Assise seule à ma table habituelle à la cafétéria, je lis un livre, essayant de me concentrer malgré les regards curieux et moqueurs des autres élèves qui murmurent à propos de moi. Les murmures et les ricanements résonnent dans l'air comme des bourdonnements désagréables. Les regards en coin et les sourires narquois pèsent sur moi comme une enclume. Je fais semblant de ne pas les entendre, mais au fond de moi, leur médisance suscite une anxiété profonde. Les pages du livre se brouillent sous mes yeux.

Je décide donc d'aller à la bibliothèque, un endroit peu fréquenté, pour échapper aux regards et chercher du silence. En me levant, je sens les regards peser encore plus lourdement sur moi. Je range précipitamment mon livre dans mon sac et me dirige vers la porte, mon cœur battant plus fort à chaque pas.Dans le couloir, les néons diffusent une lumière blafarde et vacillante. Une élève dont je ne connais pas le prénom s'approche de moi, son visage empreint de curiosité mal dissimulée.

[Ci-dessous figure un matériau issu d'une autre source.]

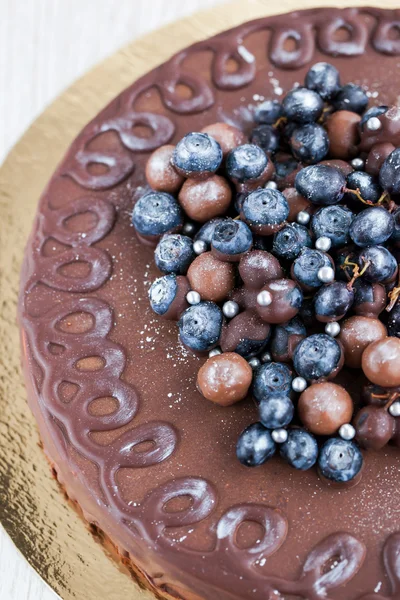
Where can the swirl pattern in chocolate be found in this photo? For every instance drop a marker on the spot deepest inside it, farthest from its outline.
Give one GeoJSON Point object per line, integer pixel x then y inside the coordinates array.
{"type": "Point", "coordinates": [229, 534]}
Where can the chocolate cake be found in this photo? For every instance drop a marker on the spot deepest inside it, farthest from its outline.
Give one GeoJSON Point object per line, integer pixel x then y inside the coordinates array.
{"type": "Point", "coordinates": [150, 462]}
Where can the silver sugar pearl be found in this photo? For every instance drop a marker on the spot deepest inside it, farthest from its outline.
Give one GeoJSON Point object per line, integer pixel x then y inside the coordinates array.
{"type": "Point", "coordinates": [279, 436]}
{"type": "Point", "coordinates": [214, 352]}
{"type": "Point", "coordinates": [299, 384]}
{"type": "Point", "coordinates": [265, 357]}
{"type": "Point", "coordinates": [271, 185]}
{"type": "Point", "coordinates": [394, 409]}
{"type": "Point", "coordinates": [199, 247]}
{"type": "Point", "coordinates": [347, 432]}
{"type": "Point", "coordinates": [373, 124]}
{"type": "Point", "coordinates": [326, 274]}
{"type": "Point", "coordinates": [303, 217]}
{"type": "Point", "coordinates": [189, 228]}
{"type": "Point", "coordinates": [358, 164]}
{"type": "Point", "coordinates": [264, 298]}
{"type": "Point", "coordinates": [230, 309]}
{"type": "Point", "coordinates": [332, 329]}
{"type": "Point", "coordinates": [254, 362]}
{"type": "Point", "coordinates": [193, 297]}
{"type": "Point", "coordinates": [323, 243]}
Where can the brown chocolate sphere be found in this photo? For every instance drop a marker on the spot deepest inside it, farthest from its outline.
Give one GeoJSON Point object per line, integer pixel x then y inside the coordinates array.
{"type": "Point", "coordinates": [245, 334]}
{"type": "Point", "coordinates": [179, 303]}
{"type": "Point", "coordinates": [377, 156]}
{"type": "Point", "coordinates": [324, 407]}
{"type": "Point", "coordinates": [253, 184]}
{"type": "Point", "coordinates": [374, 427]}
{"type": "Point", "coordinates": [381, 362]}
{"type": "Point", "coordinates": [356, 334]}
{"type": "Point", "coordinates": [204, 200]}
{"type": "Point", "coordinates": [160, 173]}
{"type": "Point", "coordinates": [225, 378]}
{"type": "Point", "coordinates": [343, 132]}
{"type": "Point", "coordinates": [228, 136]}
{"type": "Point", "coordinates": [284, 298]}
{"type": "Point", "coordinates": [212, 278]}
{"type": "Point", "coordinates": [258, 267]}
{"type": "Point", "coordinates": [297, 203]}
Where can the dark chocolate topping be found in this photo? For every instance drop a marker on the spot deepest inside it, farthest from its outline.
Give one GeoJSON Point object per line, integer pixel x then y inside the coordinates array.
{"type": "Point", "coordinates": [159, 475]}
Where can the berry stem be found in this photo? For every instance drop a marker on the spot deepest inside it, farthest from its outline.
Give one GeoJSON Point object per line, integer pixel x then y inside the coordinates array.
{"type": "Point", "coordinates": [356, 270]}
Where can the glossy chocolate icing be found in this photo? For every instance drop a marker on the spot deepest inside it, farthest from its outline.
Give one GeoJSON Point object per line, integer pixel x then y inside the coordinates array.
{"type": "Point", "coordinates": [146, 457]}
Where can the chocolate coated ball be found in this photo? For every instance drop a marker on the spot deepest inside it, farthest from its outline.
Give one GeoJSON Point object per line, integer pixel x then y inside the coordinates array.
{"type": "Point", "coordinates": [356, 334]}
{"type": "Point", "coordinates": [381, 362]}
{"type": "Point", "coordinates": [225, 378]}
{"type": "Point", "coordinates": [324, 407]}
{"type": "Point", "coordinates": [258, 267]}
{"type": "Point", "coordinates": [286, 299]}
{"type": "Point", "coordinates": [374, 427]}
{"type": "Point", "coordinates": [212, 278]}
{"type": "Point", "coordinates": [245, 334]}
{"type": "Point", "coordinates": [160, 173]}
{"type": "Point", "coordinates": [228, 136]}
{"type": "Point", "coordinates": [204, 200]}
{"type": "Point", "coordinates": [343, 132]}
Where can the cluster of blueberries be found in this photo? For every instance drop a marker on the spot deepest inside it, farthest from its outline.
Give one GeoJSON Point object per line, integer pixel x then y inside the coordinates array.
{"type": "Point", "coordinates": [335, 250]}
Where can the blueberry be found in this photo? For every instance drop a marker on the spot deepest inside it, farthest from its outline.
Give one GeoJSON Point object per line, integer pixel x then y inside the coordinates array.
{"type": "Point", "coordinates": [276, 411]}
{"type": "Point", "coordinates": [340, 460]}
{"type": "Point", "coordinates": [332, 222]}
{"type": "Point", "coordinates": [156, 213]}
{"type": "Point", "coordinates": [255, 446]}
{"type": "Point", "coordinates": [283, 337]}
{"type": "Point", "coordinates": [265, 210]}
{"type": "Point", "coordinates": [395, 237]}
{"type": "Point", "coordinates": [162, 293]}
{"type": "Point", "coordinates": [307, 312]}
{"type": "Point", "coordinates": [246, 162]}
{"type": "Point", "coordinates": [351, 97]}
{"type": "Point", "coordinates": [267, 137]}
{"type": "Point", "coordinates": [206, 232]}
{"type": "Point", "coordinates": [367, 185]}
{"type": "Point", "coordinates": [373, 225]}
{"type": "Point", "coordinates": [289, 241]}
{"type": "Point", "coordinates": [300, 450]}
{"type": "Point", "coordinates": [309, 143]}
{"type": "Point", "coordinates": [268, 112]}
{"type": "Point", "coordinates": [324, 79]}
{"type": "Point", "coordinates": [271, 379]}
{"type": "Point", "coordinates": [332, 301]}
{"type": "Point", "coordinates": [302, 105]}
{"type": "Point", "coordinates": [394, 321]}
{"type": "Point", "coordinates": [374, 111]}
{"type": "Point", "coordinates": [389, 175]}
{"type": "Point", "coordinates": [317, 356]}
{"type": "Point", "coordinates": [383, 264]}
{"type": "Point", "coordinates": [174, 253]}
{"type": "Point", "coordinates": [197, 154]}
{"type": "Point", "coordinates": [321, 184]}
{"type": "Point", "coordinates": [306, 266]}
{"type": "Point", "coordinates": [231, 238]}
{"type": "Point", "coordinates": [200, 326]}
{"type": "Point", "coordinates": [283, 168]}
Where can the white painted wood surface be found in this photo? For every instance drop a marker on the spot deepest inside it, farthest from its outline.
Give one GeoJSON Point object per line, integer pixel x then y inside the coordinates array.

- C'est toi, Serena, non ?

- Oui, dis-je en hochant la tête, essayant de masquer ma nervosité.

- D'accord, j'ai une question. C'est vrai que ta mère...

Avant même qu'elle ne finisse sa phrase, je reprends mon chemin. J'en ai marre que d'autres élèves viennent me voir pour vérifier si les rumeurs sur ma mère sont vraies ou non. Les murmures derrière moi s'intensifient, mais je continue d'avancer, fixant le sol.Ma mère est une alcoolique. Les élèves l'ont vue plusieurs fois ivre dans des endroits publics tels que devant la supérette, la boulangerie, et même devant mon lycée. D'autres rumeurs circulent sur le fait qu'elle aurait eu plusieurs relations lorsqu'elle était encore avec mon père. Malheureusement, je voudrais que ces rumeurs soient fausses, car elles ruinent ma réputation dans ce lycée, où je suis déjà peu appréciée par les autres.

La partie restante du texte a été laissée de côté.